As of late, there have been numerous blog posts about Steve Jobs, all citing his demand for simplicity and his extreme attention to detail. I am sure we’ve all heard the expression Keep It Simple Stupid (K.I.S.S) a time or two as well.
Yesterday as we were walking to lunch, Justin made a particular effort to show me a parking ramp meter that had recently caught his attention. I listened carefully as he described the pain and frustration he saw customers going through as they were trying to get past the gate. He had the unfortunate situation of being three cars back as a little old lady nearly broke out in tears over the painful complications.
From the looks of it, this thing is not simple. As soon as you need to start taping additional instructions to the machine, you’ve lost all hope of being easy to use. Clearly, they shouldn’t have sent the human parking attendant home so early. And, that’s the rub. There use to be a guy sitting in the parking booth, and things were good. It was a simple idea, and it worked. Now, it had been over-thought. It was complicated. It was less good.
The other day I ran into a very simple campaign created by Forsman & Bodenfors for a new IKEA store opening in Sweden. The video shows how they took a simple idea, and a simple feature, and turned it into a very successful social media campaign. You can see their success in this short video:
The first person to tag their name on the product won it. Simple as that.
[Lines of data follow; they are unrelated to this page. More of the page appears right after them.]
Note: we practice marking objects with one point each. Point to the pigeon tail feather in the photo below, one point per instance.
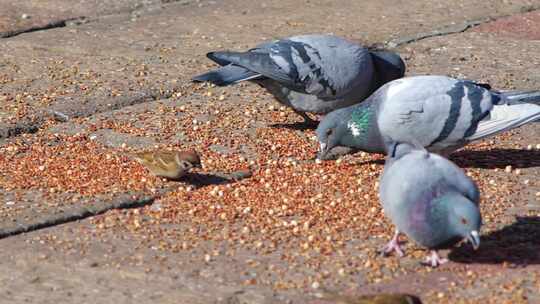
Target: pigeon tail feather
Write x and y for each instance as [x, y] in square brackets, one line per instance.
[505, 117]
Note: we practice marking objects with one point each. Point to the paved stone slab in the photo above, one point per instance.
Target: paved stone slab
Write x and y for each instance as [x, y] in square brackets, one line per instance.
[294, 227]
[523, 26]
[23, 16]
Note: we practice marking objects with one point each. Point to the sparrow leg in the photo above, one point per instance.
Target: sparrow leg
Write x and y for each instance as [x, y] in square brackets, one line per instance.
[393, 245]
[434, 260]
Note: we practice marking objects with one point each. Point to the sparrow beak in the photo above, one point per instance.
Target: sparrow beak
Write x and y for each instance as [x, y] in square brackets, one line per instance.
[323, 150]
[474, 238]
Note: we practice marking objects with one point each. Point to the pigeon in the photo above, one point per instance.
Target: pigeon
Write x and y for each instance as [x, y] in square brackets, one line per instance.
[309, 73]
[429, 199]
[440, 113]
[172, 165]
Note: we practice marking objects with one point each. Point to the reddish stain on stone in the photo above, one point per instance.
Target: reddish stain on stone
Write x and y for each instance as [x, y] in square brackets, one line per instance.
[523, 26]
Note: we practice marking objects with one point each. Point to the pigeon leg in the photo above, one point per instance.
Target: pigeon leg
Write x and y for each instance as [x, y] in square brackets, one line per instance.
[434, 260]
[393, 245]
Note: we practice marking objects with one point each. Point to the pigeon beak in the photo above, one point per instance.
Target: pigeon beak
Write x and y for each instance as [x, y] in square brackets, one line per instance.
[474, 238]
[323, 150]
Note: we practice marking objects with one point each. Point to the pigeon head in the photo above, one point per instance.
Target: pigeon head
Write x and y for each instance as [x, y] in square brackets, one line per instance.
[331, 130]
[465, 219]
[389, 66]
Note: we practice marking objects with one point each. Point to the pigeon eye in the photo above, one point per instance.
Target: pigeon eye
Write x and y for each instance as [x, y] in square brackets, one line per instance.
[329, 132]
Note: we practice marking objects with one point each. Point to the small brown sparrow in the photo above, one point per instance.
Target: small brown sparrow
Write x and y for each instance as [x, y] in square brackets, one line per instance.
[169, 164]
[382, 298]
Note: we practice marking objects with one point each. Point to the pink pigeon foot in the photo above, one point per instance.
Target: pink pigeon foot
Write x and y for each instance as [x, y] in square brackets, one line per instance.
[393, 245]
[434, 259]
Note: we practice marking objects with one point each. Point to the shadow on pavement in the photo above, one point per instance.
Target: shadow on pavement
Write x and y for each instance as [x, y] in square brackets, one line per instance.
[518, 244]
[497, 158]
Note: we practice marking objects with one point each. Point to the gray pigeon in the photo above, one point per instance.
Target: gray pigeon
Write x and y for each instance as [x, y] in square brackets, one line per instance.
[309, 73]
[437, 112]
[430, 199]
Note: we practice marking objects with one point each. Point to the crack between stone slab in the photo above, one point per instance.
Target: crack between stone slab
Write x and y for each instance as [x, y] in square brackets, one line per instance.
[100, 207]
[76, 214]
[452, 29]
[8, 130]
[47, 26]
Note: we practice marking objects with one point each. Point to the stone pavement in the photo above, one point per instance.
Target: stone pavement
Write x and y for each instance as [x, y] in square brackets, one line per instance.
[85, 83]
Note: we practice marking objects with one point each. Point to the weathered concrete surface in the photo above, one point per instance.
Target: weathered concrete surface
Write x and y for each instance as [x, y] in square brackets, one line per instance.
[125, 74]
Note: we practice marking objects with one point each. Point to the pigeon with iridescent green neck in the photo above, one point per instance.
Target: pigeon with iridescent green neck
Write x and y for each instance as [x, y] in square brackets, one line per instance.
[429, 199]
[437, 112]
[309, 73]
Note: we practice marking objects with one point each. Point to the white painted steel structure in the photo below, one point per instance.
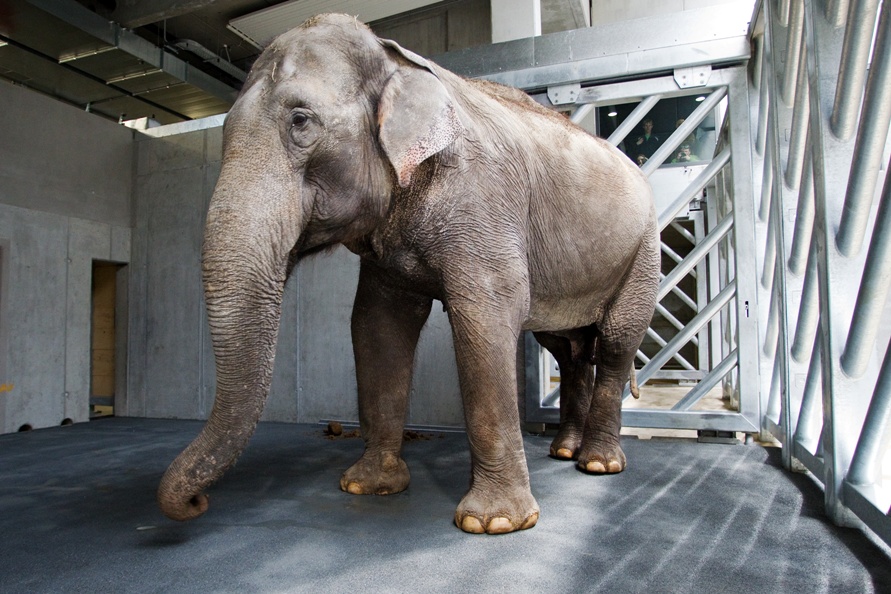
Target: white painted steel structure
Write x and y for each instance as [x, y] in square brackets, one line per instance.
[796, 231]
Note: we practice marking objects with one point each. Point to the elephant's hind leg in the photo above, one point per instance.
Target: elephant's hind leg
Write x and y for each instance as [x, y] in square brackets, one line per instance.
[386, 325]
[621, 332]
[576, 387]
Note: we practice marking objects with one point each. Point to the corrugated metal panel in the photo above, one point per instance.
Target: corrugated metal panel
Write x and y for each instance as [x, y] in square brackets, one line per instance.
[260, 27]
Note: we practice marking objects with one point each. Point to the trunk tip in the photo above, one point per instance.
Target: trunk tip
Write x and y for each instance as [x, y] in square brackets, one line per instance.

I think sometimes we feel like the simple ideas aren’t good enough, like we need to add a few more layers to prove our worth. But, great ideas don’t have to be complicated. In fact, some of the most viral ideas, the kind that spread, are as simple as ever. Think about the pink ribbons we use to symbolize breast cancer awareness, or the popularity of the Like button on Facebook.
Simple ideas that are easy to understand and execute can go a very long way. We just need to realize that thinking simple isn’t the same thing as thinking small.